2. Database and DBMS Definition

(From [1])

  • A DB is a shared, integrated computer structure that stores a collection of:
    • End-user data - Raw facts of interest to end user
    • Metadata: Data about data, which the end-user data are integrated and managed
      • Describe data characteristics and relationships
  • Database management system (DBMS)
    • Collection of programs
    • Manages the database structure
    • Controls access to data stored in the database

Role of DBMS

  • Intermediary between the user and the database
  • Enables data to be shared
  • Presents the end user with an integrated view of the data
  • Receives and translates application requests into operations required to fulfill the requests
  • Hides database’s internal complexity from the application programs and users

3. Database Types

(From [2])

  • Single-user database: Supports one user at a time
  • Desktop database: Runs on PC
  • Multiuser database: Supports multiple users at the same time
  • Workgroup databases: Supports a small number of users or a specific department
  • Enterprise database: Supports many users across many departments
  • Centralized database: Data is located at a single site
  • Distributed database: Data is distributed across different sites
  • Cloud database: Created and maintained using cloud data services that provide defined performance measures for the database
  • General-purpose databases: Contains a wide variety of data used in multiple disciplines
  • Discipline-specific databases: Contains data focused on specific subject areas
  • Operational database: Designed to support a company’s day-to-day operations
  • Analytical database: Stores historical data and business metrics used exclusively for tactical or strategic decision making
  • Data warehouse: Stores data in a format optimized for decision support
  • Unstructured data: It exists in their original state
  • Structured data: It results from formatting
  • Structure is applied based on type of processing to be performed
  • Semistructured data: Processed to some extent
  • Extensible Markup Language (XML)
  • Represents data elements in textual format

4. Database Design

(From [3])

  • Focuses on the design of the database structure that will be used to store and manage end-user data
  • Well-designed database
  • Facilitates data management
  • Generates accurate and valuable information
  • Poorly designed database causes difficult-to-trace errors

5. File System DB

Commonly used in science applications. A set of directories and files with a sensible naming convention. Data and metadata files are in same format and have the same structure.

Typical Examples:

From Why don't scientists use databases? [4]

Most scientists seem to avoid using databases. In this paper we examine twelve of the principal reasons given by scientists for preferring flat files and/or more structured files (such as NetCDF or HDF5). We then explain what database extension tools we have available for addressing some of these concerns, and what further changes are necessary in database management technology and practices in order to address the remaining concerns.

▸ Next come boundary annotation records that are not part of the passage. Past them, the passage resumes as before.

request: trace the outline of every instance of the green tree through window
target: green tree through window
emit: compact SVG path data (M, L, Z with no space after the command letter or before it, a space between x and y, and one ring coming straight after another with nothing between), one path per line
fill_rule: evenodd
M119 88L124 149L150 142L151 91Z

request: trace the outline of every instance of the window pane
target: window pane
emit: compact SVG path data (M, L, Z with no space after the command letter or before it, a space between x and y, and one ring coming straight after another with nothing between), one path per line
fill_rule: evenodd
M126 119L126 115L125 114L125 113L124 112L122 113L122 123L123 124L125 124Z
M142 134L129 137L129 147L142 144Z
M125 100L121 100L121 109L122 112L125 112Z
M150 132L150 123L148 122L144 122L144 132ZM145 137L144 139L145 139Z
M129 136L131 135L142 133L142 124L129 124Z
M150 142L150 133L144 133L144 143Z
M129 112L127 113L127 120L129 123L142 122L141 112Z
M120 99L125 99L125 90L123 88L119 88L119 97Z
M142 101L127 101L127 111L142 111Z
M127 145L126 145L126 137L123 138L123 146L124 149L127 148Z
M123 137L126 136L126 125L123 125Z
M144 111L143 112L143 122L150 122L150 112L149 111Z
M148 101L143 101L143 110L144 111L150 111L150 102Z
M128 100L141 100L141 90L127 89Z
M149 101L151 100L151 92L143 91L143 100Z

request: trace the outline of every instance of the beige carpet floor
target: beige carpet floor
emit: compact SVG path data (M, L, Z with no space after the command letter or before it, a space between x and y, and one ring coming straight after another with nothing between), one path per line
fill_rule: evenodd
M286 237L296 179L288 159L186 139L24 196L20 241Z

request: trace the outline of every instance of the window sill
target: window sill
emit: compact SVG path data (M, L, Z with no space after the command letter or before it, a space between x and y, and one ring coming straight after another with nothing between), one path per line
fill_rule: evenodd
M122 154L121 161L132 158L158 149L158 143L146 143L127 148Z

Twelve Reasons We Hear From Scientists For Not Using Databases

  1. There are no benefits to using a database for the sort of work I do.
  2. File systems are familiar to me; databases aren’t.
  3. The data that I have collected in the past is all in files.
  4. The new data I work with comes to me in the form of files.
  5. The programs that I use work with files, not databases.
  6. Files are easy to keep track of.
  7. Files make handling schema evolution, versioning, and history easier.
  8. Database data types are business - not science - oriented.
  9. Database Management Systems are too expensive.
  10. Databases are too complicated.
  11. Complex interrelationships in a file (hierarchies, etc.) may be more difficult to represent in a database.
  12. DBMS performance is poor.

Disadvantages/Advantages of File System DB:

  • Management (organization of the data) - straightforward, but easy to invent your own conventions
  • Update (addition, modification, and removal) - straightforward
  • Retrieval (extraction of information by query) - usually requires special code to first ingest data into program and then query it
  • Administration (logging of queries, security, verification, deletion recovery) - straightforward, but no standard way of doing it

6. Non-File System DB

Example from [5]


It would be difficult, if not impossible, to produce an alphabetical listing of employees based on their last names.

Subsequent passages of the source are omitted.